Court of Final Appeal rejects bid to block UK lawyer from defending Jimmy Lai

Hong Kong's top court on Monday dismissed the Department of Justice's appeal against media tycoon Jimmy Lai Chee-ying hiring a British lawyer in his case involving breaches of the National Security Law, which means British lawyer Timothy Owen is let to defend the 74-year-old pro-democracy publisher.

Three judges of the Court of Final Appeal upheld a written ruling today, rejecting the appeal filed by DoJ two weeks ago.

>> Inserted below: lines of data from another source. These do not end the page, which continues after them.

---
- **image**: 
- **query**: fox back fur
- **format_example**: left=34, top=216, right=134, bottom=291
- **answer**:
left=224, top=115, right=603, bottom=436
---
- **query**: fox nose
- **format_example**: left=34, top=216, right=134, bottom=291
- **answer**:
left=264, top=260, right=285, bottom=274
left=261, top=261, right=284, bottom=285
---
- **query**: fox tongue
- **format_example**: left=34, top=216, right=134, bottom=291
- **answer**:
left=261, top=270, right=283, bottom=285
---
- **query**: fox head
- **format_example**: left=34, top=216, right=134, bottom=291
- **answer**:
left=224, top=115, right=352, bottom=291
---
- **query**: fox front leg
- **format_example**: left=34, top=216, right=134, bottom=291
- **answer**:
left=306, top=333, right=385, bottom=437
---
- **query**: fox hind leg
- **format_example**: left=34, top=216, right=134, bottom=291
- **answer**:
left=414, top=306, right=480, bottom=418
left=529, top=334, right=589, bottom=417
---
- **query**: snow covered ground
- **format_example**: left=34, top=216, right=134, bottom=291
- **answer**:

The argument of the Justice Department to claim to hire foreign barristers in the defence would interfere with national security was "lacking appropriate basis", the judgement read.

The court criticized DoJ for "raising undefined and unsubstantiated issues said to involve national security which were not mentioned or explored in the Courts below."

Jimmy Lai, the founder of the now-defunct Apple Daily, was arrested after being suspected of breaching national security law and is currently serving a sentence at Stanley Prison as a former activist in the 2019 protests. He faces collusion charges and a maximum penalty of life imprisonment.

His trial is expected to begin on Thursday and last for 30 days before the bench of three designated national security law judges.

In October this year, the High Court granted Timothy Owen, a London-based legal veteran specializing in criminal and human rights law, to represent Lai in his defence.

But the secretary of justice insisted on his objections despite other judges rejecting his bids to overturn that ruling, and eventually applied for leave to appeal to the Court of Final Appeal after Doj lost twice.

Owen, of Matrix Chambers, appeared in previous Hong Kong's high-profile cases. He represented British banker Rurik Jutting, who was convicted for murdering two women, and a police officer who appealed his conviction for assaulting a pro-democracy activist during 2014 protests.